Nic dziwnego więc, że to panie dziś stanową większość kilkudziesięcioosobowej załogi najnowszej fabryki ożarowskiego potentata technologii obronnych.
- Na samym starcie skarżyskiej rekrutacji wyczuwaliśmy rezerwę i niepewność kandydatek. Zastanawiały się czy prywatny pracodawca ze zbrojeniowej branży będzie w stanie w okresie gospodarczego spowolnienia zaoferować stabilne warunki zatrudnienia. Na szczęście wątpliwości po pierwszych wypłatach ustąpiły – opowiada Piotr Wojciechowski, prezes Grupy WB.

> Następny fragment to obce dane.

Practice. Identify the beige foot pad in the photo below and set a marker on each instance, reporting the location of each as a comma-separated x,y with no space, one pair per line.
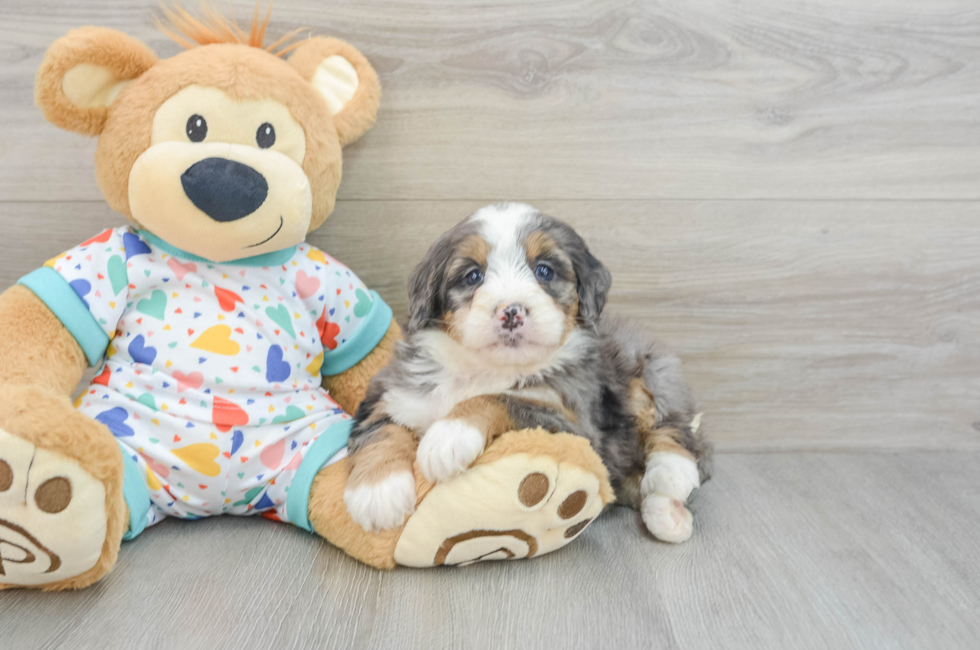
52,515
529,494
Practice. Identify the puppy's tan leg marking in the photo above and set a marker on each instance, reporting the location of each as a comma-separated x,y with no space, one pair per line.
380,491
670,477
452,443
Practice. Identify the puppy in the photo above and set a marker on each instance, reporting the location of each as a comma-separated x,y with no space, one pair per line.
505,334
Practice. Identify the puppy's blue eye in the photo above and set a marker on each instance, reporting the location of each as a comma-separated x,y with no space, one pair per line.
544,273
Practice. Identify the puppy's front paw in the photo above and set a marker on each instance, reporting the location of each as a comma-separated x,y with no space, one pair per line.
449,447
667,518
380,506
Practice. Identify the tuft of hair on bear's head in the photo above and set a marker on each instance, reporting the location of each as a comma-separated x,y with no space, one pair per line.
180,26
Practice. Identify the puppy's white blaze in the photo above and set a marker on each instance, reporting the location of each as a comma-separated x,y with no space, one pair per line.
509,279
448,448
667,518
670,474
380,506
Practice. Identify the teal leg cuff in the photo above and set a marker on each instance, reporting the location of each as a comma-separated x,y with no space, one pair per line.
329,443
135,494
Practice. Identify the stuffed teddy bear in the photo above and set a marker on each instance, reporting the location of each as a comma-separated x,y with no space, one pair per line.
229,352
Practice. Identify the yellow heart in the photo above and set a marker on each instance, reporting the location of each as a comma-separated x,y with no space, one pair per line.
317,256
314,367
217,339
200,458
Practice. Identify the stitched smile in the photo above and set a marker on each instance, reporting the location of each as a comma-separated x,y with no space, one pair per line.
270,236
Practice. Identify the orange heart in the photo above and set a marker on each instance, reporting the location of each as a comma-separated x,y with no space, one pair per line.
227,414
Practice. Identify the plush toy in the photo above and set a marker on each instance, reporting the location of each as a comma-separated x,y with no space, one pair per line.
217,331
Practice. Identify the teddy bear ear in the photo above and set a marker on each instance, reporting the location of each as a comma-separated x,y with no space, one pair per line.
83,72
344,79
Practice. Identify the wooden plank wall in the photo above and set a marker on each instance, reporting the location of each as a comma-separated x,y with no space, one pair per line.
786,191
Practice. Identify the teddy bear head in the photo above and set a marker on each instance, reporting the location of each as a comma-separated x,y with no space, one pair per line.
226,150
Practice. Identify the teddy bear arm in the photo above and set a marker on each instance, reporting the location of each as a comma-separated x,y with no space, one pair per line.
36,349
349,388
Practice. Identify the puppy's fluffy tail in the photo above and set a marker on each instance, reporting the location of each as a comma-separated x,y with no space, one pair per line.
633,353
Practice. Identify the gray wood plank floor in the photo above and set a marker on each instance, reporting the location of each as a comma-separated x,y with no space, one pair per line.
818,550
786,192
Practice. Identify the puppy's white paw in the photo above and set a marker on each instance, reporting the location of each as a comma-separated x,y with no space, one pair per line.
670,474
380,506
448,448
667,518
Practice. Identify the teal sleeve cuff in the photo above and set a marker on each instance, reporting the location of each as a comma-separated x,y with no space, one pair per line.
367,336
323,449
135,494
62,300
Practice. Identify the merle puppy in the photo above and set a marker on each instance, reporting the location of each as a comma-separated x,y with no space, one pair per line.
505,333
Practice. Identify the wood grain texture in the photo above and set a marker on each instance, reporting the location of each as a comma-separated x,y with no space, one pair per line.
609,99
802,325
819,550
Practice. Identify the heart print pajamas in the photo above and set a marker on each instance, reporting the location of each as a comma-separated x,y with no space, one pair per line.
209,374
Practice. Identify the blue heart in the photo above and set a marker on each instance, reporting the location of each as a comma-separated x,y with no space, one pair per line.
114,419
134,245
276,369
140,352
236,441
81,287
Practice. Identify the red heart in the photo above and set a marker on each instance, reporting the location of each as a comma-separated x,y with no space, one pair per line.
101,238
226,299
227,414
103,377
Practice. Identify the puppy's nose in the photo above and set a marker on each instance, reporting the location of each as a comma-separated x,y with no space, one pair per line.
512,316
223,189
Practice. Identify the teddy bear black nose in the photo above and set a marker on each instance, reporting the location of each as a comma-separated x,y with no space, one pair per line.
223,189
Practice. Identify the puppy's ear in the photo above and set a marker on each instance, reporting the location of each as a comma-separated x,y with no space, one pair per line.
594,280
345,79
83,72
426,287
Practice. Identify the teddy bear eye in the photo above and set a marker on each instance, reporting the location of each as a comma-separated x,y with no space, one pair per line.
197,128
265,137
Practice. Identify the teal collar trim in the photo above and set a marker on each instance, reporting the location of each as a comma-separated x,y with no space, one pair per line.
275,258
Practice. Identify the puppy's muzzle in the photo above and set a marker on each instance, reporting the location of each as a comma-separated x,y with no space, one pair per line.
512,316
223,189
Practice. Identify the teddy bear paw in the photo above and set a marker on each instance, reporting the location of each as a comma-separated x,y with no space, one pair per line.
53,519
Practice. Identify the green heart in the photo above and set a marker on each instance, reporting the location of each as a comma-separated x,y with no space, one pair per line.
292,413
155,305
117,274
251,494
363,305
281,316
147,400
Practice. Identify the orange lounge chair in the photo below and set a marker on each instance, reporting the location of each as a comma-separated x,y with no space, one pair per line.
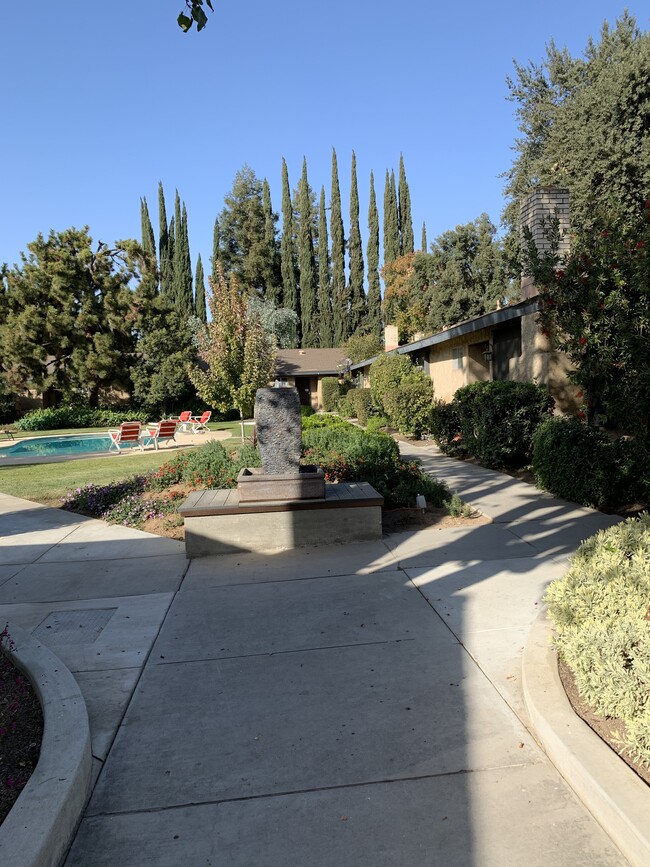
199,424
184,419
162,431
129,433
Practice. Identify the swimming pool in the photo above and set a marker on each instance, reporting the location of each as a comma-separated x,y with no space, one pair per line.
64,446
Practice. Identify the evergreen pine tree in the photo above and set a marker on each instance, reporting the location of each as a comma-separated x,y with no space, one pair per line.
357,294
290,297
272,285
308,303
391,226
199,291
340,299
372,252
163,245
407,241
324,278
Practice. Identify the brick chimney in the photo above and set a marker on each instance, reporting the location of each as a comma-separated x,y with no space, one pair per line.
536,210
391,340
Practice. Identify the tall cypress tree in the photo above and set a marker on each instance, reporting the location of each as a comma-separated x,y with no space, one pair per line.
308,303
148,239
163,245
272,287
391,224
215,248
178,267
199,291
290,296
187,297
340,299
372,252
357,294
324,277
407,241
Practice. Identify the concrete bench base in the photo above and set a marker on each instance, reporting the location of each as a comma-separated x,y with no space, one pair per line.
217,523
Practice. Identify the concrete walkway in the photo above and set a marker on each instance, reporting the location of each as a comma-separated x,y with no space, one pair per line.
355,705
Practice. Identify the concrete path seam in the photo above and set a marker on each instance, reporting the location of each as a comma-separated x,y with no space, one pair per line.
42,823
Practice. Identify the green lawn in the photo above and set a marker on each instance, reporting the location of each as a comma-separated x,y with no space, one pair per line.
48,482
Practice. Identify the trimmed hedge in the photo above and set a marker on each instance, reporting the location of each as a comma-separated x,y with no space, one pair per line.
600,610
577,462
493,421
355,455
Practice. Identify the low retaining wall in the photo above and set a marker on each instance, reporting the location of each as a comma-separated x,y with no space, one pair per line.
217,522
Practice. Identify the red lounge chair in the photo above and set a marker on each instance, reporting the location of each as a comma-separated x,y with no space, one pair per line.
199,424
162,431
128,433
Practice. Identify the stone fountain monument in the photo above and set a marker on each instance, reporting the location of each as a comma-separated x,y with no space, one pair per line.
281,505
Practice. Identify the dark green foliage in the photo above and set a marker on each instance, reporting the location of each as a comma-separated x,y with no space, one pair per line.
391,220
77,417
410,406
340,296
373,321
579,463
270,253
65,320
362,345
307,264
290,298
584,124
331,392
324,279
322,420
358,309
215,259
246,226
355,455
196,14
407,242
596,309
360,399
445,428
497,421
148,239
402,393
199,292
164,256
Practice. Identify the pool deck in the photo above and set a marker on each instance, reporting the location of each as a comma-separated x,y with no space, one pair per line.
184,439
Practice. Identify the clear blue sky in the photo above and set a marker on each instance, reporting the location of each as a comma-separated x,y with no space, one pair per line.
101,100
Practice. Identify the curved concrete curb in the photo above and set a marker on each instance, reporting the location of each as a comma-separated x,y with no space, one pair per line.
615,795
41,824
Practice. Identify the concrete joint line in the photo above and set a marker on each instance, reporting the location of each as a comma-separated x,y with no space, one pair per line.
41,825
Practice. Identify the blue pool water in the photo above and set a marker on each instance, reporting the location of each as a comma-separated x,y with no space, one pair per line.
44,447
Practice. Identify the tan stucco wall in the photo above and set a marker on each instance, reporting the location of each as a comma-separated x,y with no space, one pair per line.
446,379
539,362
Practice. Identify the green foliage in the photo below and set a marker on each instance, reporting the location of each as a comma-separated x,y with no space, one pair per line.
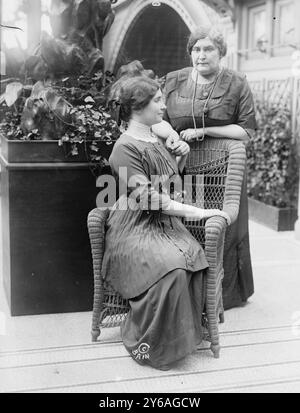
72,111
273,162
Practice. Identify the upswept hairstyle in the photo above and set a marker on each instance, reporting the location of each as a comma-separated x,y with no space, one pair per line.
213,34
135,93
133,90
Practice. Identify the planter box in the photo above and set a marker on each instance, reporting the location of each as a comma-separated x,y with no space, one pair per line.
47,265
279,219
46,151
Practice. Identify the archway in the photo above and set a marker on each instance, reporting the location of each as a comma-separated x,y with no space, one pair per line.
157,37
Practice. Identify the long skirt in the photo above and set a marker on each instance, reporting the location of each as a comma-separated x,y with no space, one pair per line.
238,283
164,323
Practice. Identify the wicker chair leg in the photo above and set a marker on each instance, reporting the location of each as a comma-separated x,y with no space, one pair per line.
95,334
215,348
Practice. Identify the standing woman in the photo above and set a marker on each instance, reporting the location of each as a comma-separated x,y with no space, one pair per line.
207,101
150,257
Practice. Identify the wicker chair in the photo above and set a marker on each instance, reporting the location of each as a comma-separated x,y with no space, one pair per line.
220,165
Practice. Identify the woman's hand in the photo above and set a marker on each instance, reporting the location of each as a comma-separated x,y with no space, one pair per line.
163,130
199,213
218,212
179,148
189,135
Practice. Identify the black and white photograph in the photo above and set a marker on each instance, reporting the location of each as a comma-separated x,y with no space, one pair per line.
149,199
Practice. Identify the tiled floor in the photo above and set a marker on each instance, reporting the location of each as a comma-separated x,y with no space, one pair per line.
260,342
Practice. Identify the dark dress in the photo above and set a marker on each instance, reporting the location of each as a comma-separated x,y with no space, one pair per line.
231,102
152,259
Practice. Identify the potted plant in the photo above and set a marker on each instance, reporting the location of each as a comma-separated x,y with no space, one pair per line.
273,168
55,138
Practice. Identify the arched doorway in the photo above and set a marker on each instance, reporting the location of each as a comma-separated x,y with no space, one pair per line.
157,37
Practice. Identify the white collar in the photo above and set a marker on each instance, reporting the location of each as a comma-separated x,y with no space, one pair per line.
140,131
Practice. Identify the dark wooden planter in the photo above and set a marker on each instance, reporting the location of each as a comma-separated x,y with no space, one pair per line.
279,219
47,266
46,151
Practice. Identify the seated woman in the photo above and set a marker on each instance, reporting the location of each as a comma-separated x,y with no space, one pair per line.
150,257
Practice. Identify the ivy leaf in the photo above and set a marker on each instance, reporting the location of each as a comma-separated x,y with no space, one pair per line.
12,93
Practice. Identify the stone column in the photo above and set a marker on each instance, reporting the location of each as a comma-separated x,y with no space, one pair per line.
34,24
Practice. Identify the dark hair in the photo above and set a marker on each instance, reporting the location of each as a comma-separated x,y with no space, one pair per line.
135,93
213,34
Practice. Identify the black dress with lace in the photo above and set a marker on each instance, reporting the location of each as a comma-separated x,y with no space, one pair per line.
231,102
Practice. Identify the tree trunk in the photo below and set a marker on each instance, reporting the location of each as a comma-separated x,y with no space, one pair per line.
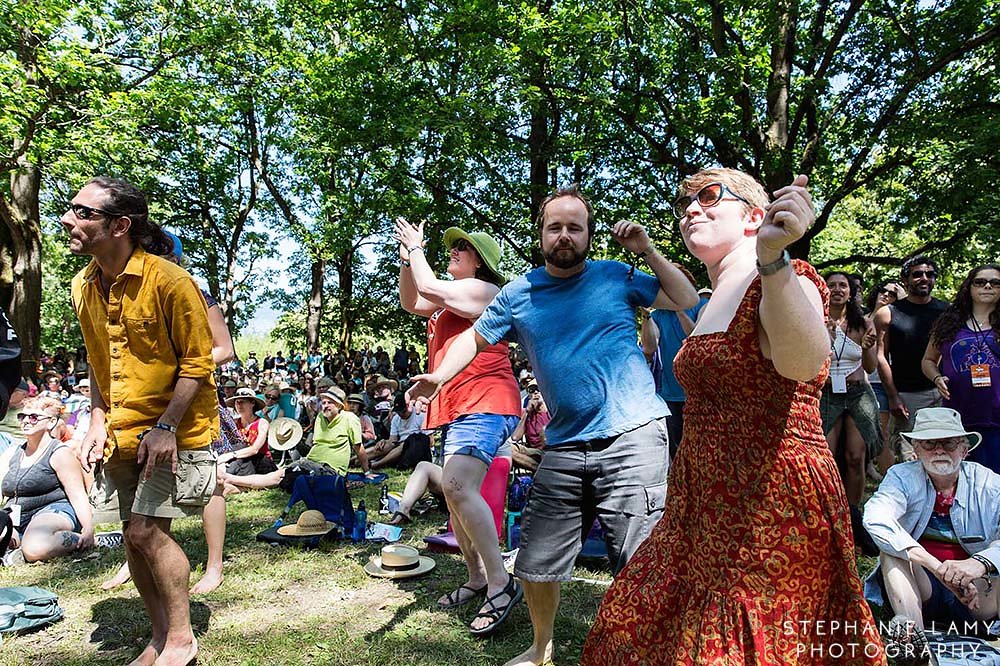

Dziś w szeregach kadry przybywa inżynierów i specjalistów, ale w dziale HR pamiętają, że jedną z pań koleżanki zarekomendowały jako wyjątkowo energiczną pasjonatkę... dziergania na drutach. Okazała się w precyzyjnym montażu dronów tak sprawna, że nie musiała długo czekać na awans – wspomina Wojciechowski.
Wysokie obroty
Szef Grupy WB przypomina, że firma znana dziś w świecie z innowacyjnych rozwiązań informatycznych w dziedzinie zarządzania walką i nowych technologii obronnych, twórca m.in. artyleryjskich komputerów, radiostacji polowych, militarnych systemów cyfrowej komunikacji ale też najnowocześniejszego, zautomatyzowanego i zdalnie kierowanego uzbrojenia musi dziś zwielokrotnić produkcję i wejść na najwyższe obroty.
- Jeszcze kilka lat temu mieliśmy kłopoty by zdobyć zamówienia na drony pozwalające na utrzymanie w ruchu produkcji zaawansowanych systemów bezzałogowych i ochronić najcenniejsze zespoły konstrukcyjne. Dziś trudno nadążyć z wykonywaniem umów na już zamówiony sprzęt a z zewsząd płyną zapytania o możliwości i warunki przyszłej współpracy – twierdzi Wojciechowski.